If you have a knife, some kind of water container, and this fire starter, you're set to make it through all but an absolute catastrophe--and even then you're better off than you would be without it. Fire is the first and foremost feature of civilization, which is where you ultimately want to be.

Magnesium lights up at roughly 1000 F, so this will start a fire on the first attempt if you've got the shavings in a nice little pile amongst some kindling. If you mess it up, no problem; you've still got a few hundred chances worth more of magnesium to fumble with.
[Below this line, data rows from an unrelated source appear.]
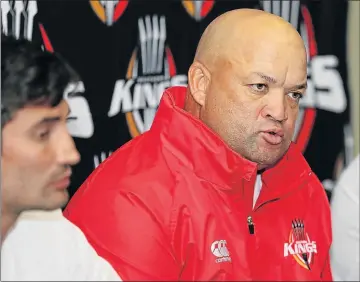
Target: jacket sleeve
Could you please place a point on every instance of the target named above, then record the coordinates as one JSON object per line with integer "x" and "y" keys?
{"x": 326, "y": 274}
{"x": 128, "y": 233}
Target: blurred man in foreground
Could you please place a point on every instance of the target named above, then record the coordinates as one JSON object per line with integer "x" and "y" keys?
{"x": 215, "y": 190}
{"x": 37, "y": 153}
{"x": 345, "y": 222}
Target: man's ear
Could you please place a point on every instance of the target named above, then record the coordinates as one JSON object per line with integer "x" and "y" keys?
{"x": 199, "y": 81}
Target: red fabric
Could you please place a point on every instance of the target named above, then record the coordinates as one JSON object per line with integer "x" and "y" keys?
{"x": 157, "y": 208}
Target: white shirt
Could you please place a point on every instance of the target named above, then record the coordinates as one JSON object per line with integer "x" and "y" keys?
{"x": 45, "y": 246}
{"x": 345, "y": 223}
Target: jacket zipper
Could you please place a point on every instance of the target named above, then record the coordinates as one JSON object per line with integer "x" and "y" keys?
{"x": 251, "y": 225}
{"x": 250, "y": 222}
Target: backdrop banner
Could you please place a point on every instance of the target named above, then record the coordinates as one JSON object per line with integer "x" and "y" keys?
{"x": 128, "y": 52}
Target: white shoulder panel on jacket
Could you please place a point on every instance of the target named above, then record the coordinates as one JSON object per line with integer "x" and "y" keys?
{"x": 45, "y": 246}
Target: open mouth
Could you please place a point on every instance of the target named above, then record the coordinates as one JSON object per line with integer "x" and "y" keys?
{"x": 272, "y": 137}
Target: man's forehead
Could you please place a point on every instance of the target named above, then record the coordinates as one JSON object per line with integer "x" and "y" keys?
{"x": 30, "y": 115}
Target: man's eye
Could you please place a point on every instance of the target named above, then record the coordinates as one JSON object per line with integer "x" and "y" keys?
{"x": 259, "y": 87}
{"x": 296, "y": 95}
{"x": 44, "y": 135}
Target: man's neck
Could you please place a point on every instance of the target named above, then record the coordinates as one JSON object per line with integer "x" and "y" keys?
{"x": 8, "y": 219}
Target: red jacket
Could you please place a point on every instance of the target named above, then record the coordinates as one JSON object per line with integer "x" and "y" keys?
{"x": 176, "y": 204}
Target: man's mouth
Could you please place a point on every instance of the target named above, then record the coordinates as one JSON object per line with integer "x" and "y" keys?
{"x": 273, "y": 136}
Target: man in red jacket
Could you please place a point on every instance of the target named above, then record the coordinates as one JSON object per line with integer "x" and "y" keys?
{"x": 215, "y": 190}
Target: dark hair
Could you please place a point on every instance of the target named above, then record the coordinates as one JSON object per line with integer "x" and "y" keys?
{"x": 31, "y": 76}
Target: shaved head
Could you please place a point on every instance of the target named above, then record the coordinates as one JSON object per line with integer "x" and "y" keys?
{"x": 248, "y": 75}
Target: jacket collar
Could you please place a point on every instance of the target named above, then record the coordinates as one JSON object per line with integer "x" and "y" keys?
{"x": 201, "y": 150}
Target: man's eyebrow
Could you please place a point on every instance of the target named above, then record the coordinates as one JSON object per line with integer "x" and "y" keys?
{"x": 274, "y": 81}
{"x": 300, "y": 86}
{"x": 268, "y": 78}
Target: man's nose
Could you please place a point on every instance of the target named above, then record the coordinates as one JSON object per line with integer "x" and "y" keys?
{"x": 67, "y": 152}
{"x": 276, "y": 107}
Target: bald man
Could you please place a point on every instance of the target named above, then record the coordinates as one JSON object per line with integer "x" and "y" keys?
{"x": 215, "y": 190}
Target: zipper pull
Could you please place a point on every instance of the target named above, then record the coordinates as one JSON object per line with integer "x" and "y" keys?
{"x": 251, "y": 225}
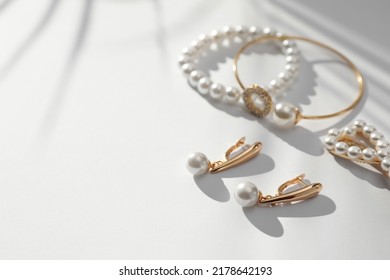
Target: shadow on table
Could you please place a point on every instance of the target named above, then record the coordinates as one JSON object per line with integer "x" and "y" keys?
{"x": 267, "y": 219}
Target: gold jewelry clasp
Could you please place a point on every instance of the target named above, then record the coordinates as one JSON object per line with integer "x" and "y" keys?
{"x": 250, "y": 151}
{"x": 305, "y": 192}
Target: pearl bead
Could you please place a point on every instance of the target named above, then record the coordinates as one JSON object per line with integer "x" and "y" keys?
{"x": 385, "y": 164}
{"x": 330, "y": 141}
{"x": 269, "y": 31}
{"x": 382, "y": 153}
{"x": 375, "y": 137}
{"x": 194, "y": 77}
{"x": 227, "y": 31}
{"x": 217, "y": 91}
{"x": 204, "y": 86}
{"x": 291, "y": 51}
{"x": 204, "y": 38}
{"x": 354, "y": 152}
{"x": 241, "y": 30}
{"x": 368, "y": 154}
{"x": 187, "y": 69}
{"x": 359, "y": 124}
{"x": 368, "y": 129}
{"x": 215, "y": 35}
{"x": 292, "y": 68}
{"x": 349, "y": 131}
{"x": 232, "y": 95}
{"x": 189, "y": 51}
{"x": 334, "y": 132}
{"x": 246, "y": 194}
{"x": 341, "y": 148}
{"x": 285, "y": 114}
{"x": 254, "y": 31}
{"x": 183, "y": 59}
{"x": 292, "y": 59}
{"x": 382, "y": 144}
{"x": 197, "y": 163}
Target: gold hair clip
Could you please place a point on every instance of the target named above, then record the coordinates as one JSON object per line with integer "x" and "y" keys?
{"x": 361, "y": 143}
{"x": 197, "y": 163}
{"x": 285, "y": 114}
{"x": 248, "y": 195}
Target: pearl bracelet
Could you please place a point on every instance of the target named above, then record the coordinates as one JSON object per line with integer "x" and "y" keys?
{"x": 285, "y": 114}
{"x": 345, "y": 143}
{"x": 230, "y": 94}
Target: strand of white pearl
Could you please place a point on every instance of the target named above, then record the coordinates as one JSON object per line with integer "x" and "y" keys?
{"x": 231, "y": 94}
{"x": 382, "y": 146}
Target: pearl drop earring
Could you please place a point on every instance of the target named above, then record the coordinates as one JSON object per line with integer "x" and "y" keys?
{"x": 285, "y": 114}
{"x": 247, "y": 194}
{"x": 198, "y": 163}
{"x": 360, "y": 143}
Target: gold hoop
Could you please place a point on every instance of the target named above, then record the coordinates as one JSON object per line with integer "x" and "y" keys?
{"x": 289, "y": 115}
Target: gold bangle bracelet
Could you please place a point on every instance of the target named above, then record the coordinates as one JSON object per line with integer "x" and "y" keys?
{"x": 285, "y": 114}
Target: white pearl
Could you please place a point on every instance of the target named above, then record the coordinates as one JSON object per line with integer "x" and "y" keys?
{"x": 274, "y": 86}
{"x": 383, "y": 153}
{"x": 194, "y": 77}
{"x": 385, "y": 164}
{"x": 269, "y": 31}
{"x": 204, "y": 85}
{"x": 217, "y": 91}
{"x": 341, "y": 148}
{"x": 368, "y": 154}
{"x": 334, "y": 132}
{"x": 375, "y": 137}
{"x": 232, "y": 95}
{"x": 187, "y": 69}
{"x": 359, "y": 124}
{"x": 285, "y": 77}
{"x": 215, "y": 35}
{"x": 227, "y": 31}
{"x": 183, "y": 59}
{"x": 189, "y": 52}
{"x": 292, "y": 59}
{"x": 246, "y": 194}
{"x": 382, "y": 144}
{"x": 241, "y": 30}
{"x": 349, "y": 131}
{"x": 254, "y": 31}
{"x": 330, "y": 141}
{"x": 354, "y": 152}
{"x": 292, "y": 68}
{"x": 197, "y": 163}
{"x": 368, "y": 129}
{"x": 285, "y": 114}
{"x": 205, "y": 39}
This is also a product that's been on the market likely longer than you've been alive, so don't think you got the last one they'll ever make.

With this, you just take your knife (the back works as well as the blade really) scrap off some magnesium in a little pile, put your little wads of bark or other hairy kindling (or pine cones, bits of cloth, or whatever you can scrap up as you can anywhere) along with your regular kindling, strike the flint side of the fire starter with the back of your blade or anything made of steel, and make sure to look away when it starts because the light is bright white like a halogen lamp on full.

If I had to compare it to anything, it's like setting off a flare.

The sparks from the magenesium catching fire don't go flying, so no worries about one shooting up into your face, but also don't be under the impression that you or your friend can hold the magesium and kindling while shooting sparks at it so that you can immediately blow on it. When it lights, it lights instantly, and it's so hot that it will burn right through to the bone if you light it on skin. If you've ever seen sugar on fire, this is far more serious, but it's safe so long as you don't do anything stupid.

Bottom Line: It's so small it can go on your keychain or be thrown in your backpack as one of those things you always have just in case, but forget about until you really need it. Its of negligible weight for you weight weenies out there. And it's so just plain cool that you'll find yourself using it not just for that moment when you're in trouble and panicking about the fact that everything they taught you in Boy Scouts was entirely wrong, but when you're 'out there' and there's absolutely nothing wrong.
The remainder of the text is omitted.